In terms of hardware resources, this paper’s complete preprocessing system synthesized and deployed on Xilinx Artix-7 FPGA (XC7A50T). Its logic resource occupancy about 13,961 LUTs, accounting for 42.8% of total resources; flip-flop occupancy about 15,220 FFs, accounting for 23.3% of total resources. While meeting real-time processing requirements, chip still retains relatively sufficient logic resource redundancy, facilitating subsequent function expansion and algorithm upgrade.

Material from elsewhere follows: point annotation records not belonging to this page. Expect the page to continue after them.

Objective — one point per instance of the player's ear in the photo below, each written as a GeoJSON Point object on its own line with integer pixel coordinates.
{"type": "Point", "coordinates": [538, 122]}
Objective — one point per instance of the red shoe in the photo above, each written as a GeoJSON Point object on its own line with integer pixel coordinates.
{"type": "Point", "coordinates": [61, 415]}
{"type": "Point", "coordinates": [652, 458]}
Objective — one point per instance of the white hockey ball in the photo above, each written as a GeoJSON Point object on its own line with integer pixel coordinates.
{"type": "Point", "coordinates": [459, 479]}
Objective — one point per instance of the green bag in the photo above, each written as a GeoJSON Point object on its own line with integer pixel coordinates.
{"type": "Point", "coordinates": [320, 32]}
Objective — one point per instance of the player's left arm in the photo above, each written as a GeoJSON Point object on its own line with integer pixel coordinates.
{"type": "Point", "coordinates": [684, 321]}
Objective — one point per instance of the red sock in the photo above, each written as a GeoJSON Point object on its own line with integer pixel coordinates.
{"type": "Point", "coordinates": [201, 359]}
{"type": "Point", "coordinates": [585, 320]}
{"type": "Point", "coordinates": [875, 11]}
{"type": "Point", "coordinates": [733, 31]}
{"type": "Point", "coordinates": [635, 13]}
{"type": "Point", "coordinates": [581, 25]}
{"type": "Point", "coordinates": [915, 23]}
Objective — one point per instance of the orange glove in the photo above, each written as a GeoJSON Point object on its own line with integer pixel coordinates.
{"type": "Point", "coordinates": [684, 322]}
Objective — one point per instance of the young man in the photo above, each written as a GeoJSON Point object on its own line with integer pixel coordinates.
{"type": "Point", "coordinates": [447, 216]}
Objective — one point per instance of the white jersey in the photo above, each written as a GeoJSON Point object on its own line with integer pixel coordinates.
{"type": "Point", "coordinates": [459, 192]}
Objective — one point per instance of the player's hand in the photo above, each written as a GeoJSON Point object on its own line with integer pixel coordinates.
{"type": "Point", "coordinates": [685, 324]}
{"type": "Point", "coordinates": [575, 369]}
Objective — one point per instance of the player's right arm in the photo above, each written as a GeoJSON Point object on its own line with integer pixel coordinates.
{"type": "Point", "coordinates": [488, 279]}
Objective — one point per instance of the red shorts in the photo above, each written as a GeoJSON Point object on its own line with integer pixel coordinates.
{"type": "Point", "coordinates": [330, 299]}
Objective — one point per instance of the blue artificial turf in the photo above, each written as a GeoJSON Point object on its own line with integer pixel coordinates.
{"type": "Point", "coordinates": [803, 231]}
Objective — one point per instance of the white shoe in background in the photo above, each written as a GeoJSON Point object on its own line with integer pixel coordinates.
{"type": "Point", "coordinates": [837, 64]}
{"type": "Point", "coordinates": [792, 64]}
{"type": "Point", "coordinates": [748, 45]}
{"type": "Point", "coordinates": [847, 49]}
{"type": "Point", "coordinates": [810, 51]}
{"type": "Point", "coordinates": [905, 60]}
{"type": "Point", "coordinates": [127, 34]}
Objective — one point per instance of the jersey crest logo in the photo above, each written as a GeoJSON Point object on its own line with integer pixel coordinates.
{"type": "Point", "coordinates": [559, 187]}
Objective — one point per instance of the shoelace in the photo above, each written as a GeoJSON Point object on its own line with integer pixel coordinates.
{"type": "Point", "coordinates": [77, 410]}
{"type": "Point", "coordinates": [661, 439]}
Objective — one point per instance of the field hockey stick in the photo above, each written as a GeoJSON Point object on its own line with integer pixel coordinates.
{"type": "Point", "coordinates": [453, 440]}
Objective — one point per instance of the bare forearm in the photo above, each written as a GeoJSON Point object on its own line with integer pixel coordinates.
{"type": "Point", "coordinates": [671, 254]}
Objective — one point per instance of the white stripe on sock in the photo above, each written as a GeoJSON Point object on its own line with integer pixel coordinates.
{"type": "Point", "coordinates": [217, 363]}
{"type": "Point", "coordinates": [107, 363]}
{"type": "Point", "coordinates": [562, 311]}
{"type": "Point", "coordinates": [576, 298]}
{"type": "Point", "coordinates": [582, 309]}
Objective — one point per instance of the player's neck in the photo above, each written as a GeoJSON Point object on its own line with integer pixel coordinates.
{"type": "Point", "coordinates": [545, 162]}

Current system, while achieving expected functions and reaching basic performance indicators, still has optimization space: processing speed slightly decreases in high-resolution (e.g., 4K) scenarios, parallel computing efficiency of core modules has potential for improvement; additionally, semantic region extraction accuracy fluctuates under extreme lighting conditions, need further optimize algorithm robustness to adapt to more complex practical application scenarios.
In conclusion, the image preprocessing and post-processing system based on FPGA and PC collaborative architecture designed in this paper integrates four core modules: RGB-YCbCr color space conversion, quantitative adjustment of brightness, contrast, color temperature, semantic region extraction, and invalid region removal, effectively solving issues such as insufficient real-time performance of traditional image preprocessing systems and inability to meet accuracy requirements in multi-scenarios. Experimental results show that this system ensures low-latency processing of core modules through FPGA hardware parallel computing, PC-side collaboration achieves lightweight post-processing, actual processing speed of core functional modules stable at 70MB/s (560Mbps), meeting real-time requirements for 1080P resolution images at 60fps, achieving good balance between processing efficiency, recognition accuracy, and hardware resource consumption. This system can provide high-quality, lightweight image input for subsequent visual tasks, having broad application prospects in fields such as intelligent transportation, human-computer interaction, and public safety, particularly enhancing the visual capabilities of humanoid robots in dynamic environments.